Looking at that entire process, you can see that our salvation hasn’t been taken out of our hands. We don’t just kick back, crack open a cold one, and wait for our brothers to save us. We are the ones who set the process in motion. We put the batteries in our saviors. We release them from their chains so that they can rise and fulfill their ancient calling. We need, therefore, to see our job not so much as saving ourselves, but as saving our saviors and then letting them save us.

This probably sounds like Course heresy, and yet the Course itself repeats this idea again and again. What follows are a number of places where it does that. I realize it is tempting to just skim through a series of quotes like what I have below, but I urge you to read them carefully. They have the power to rock your whole understanding of salvation. This power is even greater when the original emphases that Helen transcribed are kept in (when she heard a word emphasized, she would underline it in her notebooks, and then Bill would type that word in all caps in the Urtext). Therefore, I have included those as italics in these passages:

Whom you forgive is given power to forgive you your illusions. By your gift of freedom is it given unto you. (T-29.III.3:12-13)

He has in him the power to forgive your sin, as you for him. Neither can give it to himself alone. And yet your savior stands beside each one. (T-19.IV(D).13:5-7)

Let him forgive you all your specialness, and make you whole in mind and one with him. He waits for your forgiveness only that he may return it unto you. (T-24.II.8:5-6)

For by this gift is given you the power to release your savior, that he may give salvation unto you. (T-21.II.3:8)

Here is your savior and your friend, released from crucifixion through your vision, and free to lead you now where he would be. (T-20.II.11:1)

Forgiven by you, your savior offers you salvation. (T-25.V.4:5)

All of these passages speak of the same basic pattern:

  • First, you forgive your brother.
  • This releases him and gives him the power to forgive you.
  • His forgiveness is then what saves you.

The second passage above even contains the explicit statement that “Neither can give it to himself alone,” which of course is the same idea as “You cannot wake yourself.

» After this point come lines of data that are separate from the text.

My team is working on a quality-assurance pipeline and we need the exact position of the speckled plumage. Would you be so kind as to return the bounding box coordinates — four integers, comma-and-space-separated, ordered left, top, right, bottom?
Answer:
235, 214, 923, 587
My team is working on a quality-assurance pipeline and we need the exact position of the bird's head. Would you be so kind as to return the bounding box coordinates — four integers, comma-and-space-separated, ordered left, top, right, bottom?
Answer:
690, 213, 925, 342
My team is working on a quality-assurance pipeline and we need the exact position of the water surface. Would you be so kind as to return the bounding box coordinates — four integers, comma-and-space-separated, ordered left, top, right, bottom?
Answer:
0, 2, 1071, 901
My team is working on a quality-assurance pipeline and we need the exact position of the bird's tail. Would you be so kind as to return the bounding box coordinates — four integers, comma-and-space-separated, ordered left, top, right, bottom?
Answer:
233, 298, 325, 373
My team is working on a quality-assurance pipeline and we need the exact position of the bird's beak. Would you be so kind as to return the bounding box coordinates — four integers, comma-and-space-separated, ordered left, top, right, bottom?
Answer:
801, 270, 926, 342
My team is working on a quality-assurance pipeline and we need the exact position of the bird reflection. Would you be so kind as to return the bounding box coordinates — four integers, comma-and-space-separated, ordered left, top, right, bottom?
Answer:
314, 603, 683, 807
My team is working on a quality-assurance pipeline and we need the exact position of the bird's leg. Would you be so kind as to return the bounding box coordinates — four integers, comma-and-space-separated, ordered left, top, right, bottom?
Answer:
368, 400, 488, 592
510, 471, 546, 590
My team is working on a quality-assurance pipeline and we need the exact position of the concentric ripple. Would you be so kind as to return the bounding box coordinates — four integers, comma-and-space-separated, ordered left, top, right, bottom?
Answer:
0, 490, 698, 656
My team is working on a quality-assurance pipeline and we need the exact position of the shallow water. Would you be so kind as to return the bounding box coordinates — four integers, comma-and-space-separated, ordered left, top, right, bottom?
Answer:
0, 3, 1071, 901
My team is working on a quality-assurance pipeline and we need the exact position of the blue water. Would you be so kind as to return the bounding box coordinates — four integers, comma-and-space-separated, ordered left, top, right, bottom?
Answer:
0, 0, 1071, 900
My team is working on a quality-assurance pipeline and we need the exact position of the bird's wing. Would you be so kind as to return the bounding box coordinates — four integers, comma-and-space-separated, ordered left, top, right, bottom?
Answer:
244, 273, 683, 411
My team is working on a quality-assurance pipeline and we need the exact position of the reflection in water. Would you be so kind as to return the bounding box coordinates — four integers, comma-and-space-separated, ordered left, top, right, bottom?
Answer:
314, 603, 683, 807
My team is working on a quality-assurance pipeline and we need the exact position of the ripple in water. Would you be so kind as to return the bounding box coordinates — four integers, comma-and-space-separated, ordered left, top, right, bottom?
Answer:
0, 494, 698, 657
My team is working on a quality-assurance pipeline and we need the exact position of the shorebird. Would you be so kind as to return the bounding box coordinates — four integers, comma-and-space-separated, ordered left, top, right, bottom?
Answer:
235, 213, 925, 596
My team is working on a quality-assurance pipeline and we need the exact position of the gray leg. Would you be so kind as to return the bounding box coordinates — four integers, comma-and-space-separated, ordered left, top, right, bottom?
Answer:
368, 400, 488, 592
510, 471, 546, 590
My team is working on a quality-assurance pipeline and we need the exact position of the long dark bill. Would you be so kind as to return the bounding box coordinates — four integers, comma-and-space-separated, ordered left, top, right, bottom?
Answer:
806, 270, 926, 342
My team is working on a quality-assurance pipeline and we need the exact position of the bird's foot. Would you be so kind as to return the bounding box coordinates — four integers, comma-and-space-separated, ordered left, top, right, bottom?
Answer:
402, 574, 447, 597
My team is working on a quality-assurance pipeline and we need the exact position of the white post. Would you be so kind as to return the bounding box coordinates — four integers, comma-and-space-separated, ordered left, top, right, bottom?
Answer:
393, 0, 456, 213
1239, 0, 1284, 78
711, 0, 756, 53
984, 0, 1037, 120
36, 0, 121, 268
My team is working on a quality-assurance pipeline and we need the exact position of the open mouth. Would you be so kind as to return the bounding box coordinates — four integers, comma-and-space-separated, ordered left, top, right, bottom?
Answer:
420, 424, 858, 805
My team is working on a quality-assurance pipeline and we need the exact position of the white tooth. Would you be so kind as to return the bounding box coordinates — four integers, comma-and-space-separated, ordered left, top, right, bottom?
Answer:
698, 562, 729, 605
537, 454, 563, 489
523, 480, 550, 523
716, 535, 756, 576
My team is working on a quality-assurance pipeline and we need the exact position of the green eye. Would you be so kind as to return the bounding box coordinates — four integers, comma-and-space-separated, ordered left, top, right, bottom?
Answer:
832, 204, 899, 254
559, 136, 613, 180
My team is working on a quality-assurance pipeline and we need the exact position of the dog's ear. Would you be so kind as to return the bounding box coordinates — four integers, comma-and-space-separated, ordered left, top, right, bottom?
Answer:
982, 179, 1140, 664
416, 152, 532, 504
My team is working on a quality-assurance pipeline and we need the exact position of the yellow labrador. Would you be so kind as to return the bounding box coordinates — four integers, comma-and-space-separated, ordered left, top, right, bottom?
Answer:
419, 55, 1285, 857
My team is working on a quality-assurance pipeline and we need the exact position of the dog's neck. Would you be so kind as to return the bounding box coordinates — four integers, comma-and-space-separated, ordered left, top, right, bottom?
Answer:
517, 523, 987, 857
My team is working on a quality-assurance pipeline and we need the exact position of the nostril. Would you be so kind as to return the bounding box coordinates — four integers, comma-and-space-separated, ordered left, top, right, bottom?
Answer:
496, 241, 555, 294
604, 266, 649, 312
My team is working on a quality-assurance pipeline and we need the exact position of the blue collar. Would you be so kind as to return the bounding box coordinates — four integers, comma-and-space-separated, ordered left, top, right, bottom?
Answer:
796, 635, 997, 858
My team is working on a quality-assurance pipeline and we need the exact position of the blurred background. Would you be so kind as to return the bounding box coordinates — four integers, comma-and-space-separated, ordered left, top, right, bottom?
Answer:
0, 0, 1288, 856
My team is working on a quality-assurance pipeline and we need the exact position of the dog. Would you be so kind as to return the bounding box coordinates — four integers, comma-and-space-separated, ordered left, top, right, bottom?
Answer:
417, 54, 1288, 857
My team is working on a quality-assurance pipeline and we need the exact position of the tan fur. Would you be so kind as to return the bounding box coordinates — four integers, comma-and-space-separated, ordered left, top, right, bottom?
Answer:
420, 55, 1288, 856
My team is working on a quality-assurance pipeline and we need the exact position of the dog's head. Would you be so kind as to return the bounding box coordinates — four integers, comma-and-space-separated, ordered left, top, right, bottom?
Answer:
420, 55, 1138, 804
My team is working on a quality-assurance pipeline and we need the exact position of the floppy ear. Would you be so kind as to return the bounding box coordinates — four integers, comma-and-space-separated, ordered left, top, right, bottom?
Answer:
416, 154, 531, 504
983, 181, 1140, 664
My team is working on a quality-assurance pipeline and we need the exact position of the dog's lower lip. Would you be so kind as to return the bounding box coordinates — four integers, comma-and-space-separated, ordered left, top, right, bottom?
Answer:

What an odd idea to find repeatedly stated in the Course. How can someone outside me be what saves me? Doesn’t this violate the Course’s metaphysics that there is nothing outside of me? This, however, assumes that others really are outside of us, and we know, of course, that this is not true. The Course is clear that we are all one. Remember that earlier quote that spoke of your brother as ” someone not perceived to be yourself” (T-31.VII.4:4)? We only perceive our brother as someone not ourselves. This is what we discover in a true holy encounter, in which we experience exactly what we’ve been talking about—the giving and receiving of forgiveness. The following passage says it beautifully:

Having made this choice you will understand why you once believed that, when you met someone else, you thought he was someone else. And every holy encounter in which you enter fully will teach you this is not so. (T-8.III.6:7-8)

Maybe, then, this notion of our brother actually, literally saving us doesn’t violate the Course’s metaphysics. Maybe God’s plan for our salvation really does rest on receiving a gift from our brother. Maybe the whole process is far more interpersonal than we have realized. Maybe we really are surrounded by sleeping spiritual masters, and our job is to stir them from their slumber, so that, upon awakening, they can enlighten us with a single glance from their holy eyes. Could it be that this is what saves us, that this is the light that frees us from our dark dream?

This is the spark that shines within the dream; that you can help him waken, and be sure his waking eyes will rest on you. And in his glad salvation you are saved. (T-29.III.5:6-7)

 

[Please note: ACIM passages quoted in this article reference the Foundation for Inner Peace (FIP) Edition.]